T-SQL Tuesday #22: Pseudo-XML

Sep 13, 2011 · TSQL Tuesday XML ·

This month the 22nd T-SQL Tuesday comes to us courtesy of Robert Pearl (blog | @PearlKnows), and he's asking us to write about formatting data for presentation to end users. He describes end-users as "boss, supervisor, department head, the analyst, employees, or customers". I'm going to take the liberty of extending this to include **other computers** so I can tell you all about what I came to call "Pseudo-XML".

Fresh out of college I didn't exactly find the DBA job I was hoping for. Nobody was really looking to trust their databases to a kid with no real work experience and I don't blame them! Instead I started off as a software developer writing a lot of database access code. A good deal of the time I worked there was spent rewriting the middle layer of their website from an old system which used Tcl to a new one using the .Net Framework. The data I needed to read was stored in SQL Server, and the presentation layer was in ASP (pre- .Net) and most of it was reading XML files. My mission was to use C# to create XML files identical to those being generated by the Tcl code. Sounds easy enough, right?

I should add that this project had a few complicating factors, like there was zero documentation and all the people who wrote the original code had left the company long before. I also had no knowledge of Tcl and was told I shouldn't waste my time trying to learn it since it all was going away anyway -all I really needed was the queries it was using. But the pièce de résistance was the fact that all the XML that was generated really wasn't XML at all. That's when things started to get much more interesting.

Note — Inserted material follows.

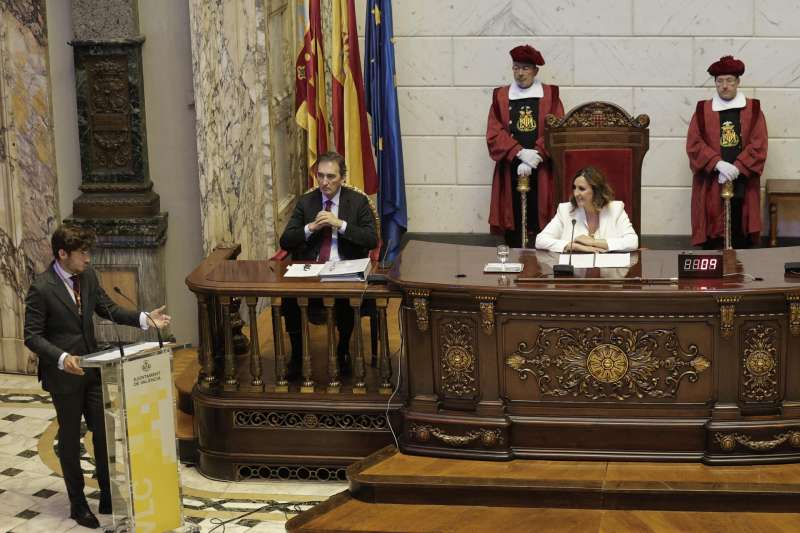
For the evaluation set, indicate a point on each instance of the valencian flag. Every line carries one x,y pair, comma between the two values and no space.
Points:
350,131
383,108
310,87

One of my favorite high school math teachers, Mr. Blew, would often rattle off the saying "Almost only counts in horse shoes and hand grenades" in class when someone partially answered a question. He'd probably say the same thing about this "XML" that was being generated. Apparently at the time the Tcl system was written the XML standard had not yet been finalized and so the language didn't support it. Instead the XML was stored as strings and was generated by simply placing tags around datapoints. This way absolutely anything could become "XML" just by placing some around it. I started referring to this as "Pseudo-XML" when discussing with my co-workers.

While it sounds really simple, Pseudo-XML created a ton of issues as it contained many quirks. Since it wasn't documented anywhere, I had nothing to go on other than the application that generated it and the ASP that read it. I couldn't use the .Net XML library, as it enforced well-formedness and Pseudo-XML did away with a few basic XML rules such as requiring each document to have a root element or requiring certain characters to be escaped. Instead I got very familiar with the StringBuilder class for building Pseudo-XML strings.

As I started building more complex files a few other ~~annoyances~~ challenges came up, such as representing lists of data. In real XML, a list of values is typically fairly easy to represent as a hierarchy:

1<Fruits><br />
2<Fruit>Guava</Fruit>
3<Fruit>Mango</Fruit>
4<Fruit>Kumquat</Fruit>
5</Fruits>

But apparently Pseudo-XML didn't support nested elements of any type. It was more like a list of tags than a hierarchy, and there weren't any attributes either. I guess the brains behind Pseudo-XML felt there was no need for them, but probably more like nobody wanted to write the ASP code necessary to parse them out. Instead, lists were pipe-delimited like this:

1<BaconTypes>Canadian|Applewood smoked|Pancetta</BaconTypes>

This worked fine, except in cases where values containing pipes were present. The authors of Pseudo-XML crafted a solution to that too, though, the pipe-and-tilde-delimited list:

1<HighSchools>Fenwick~|~Riverside|Brookfield~|~Paris</HighSchools>

Fortunately there was never a case where it was necessary to display a ~|~ value, otherwise I'm sure things would have gotten much more interesting. When I left, there were still a few bits and pieces of Pseudo-XML lurking in the deepest parts of the site. I wouldn't be surprised at all if they're still there.

Anyhow, that's my little tale about the lengths I had to go to to please customers through formatting, even if the customers were web servers and not people. Thanks, Robert, for the thought-provoking topic!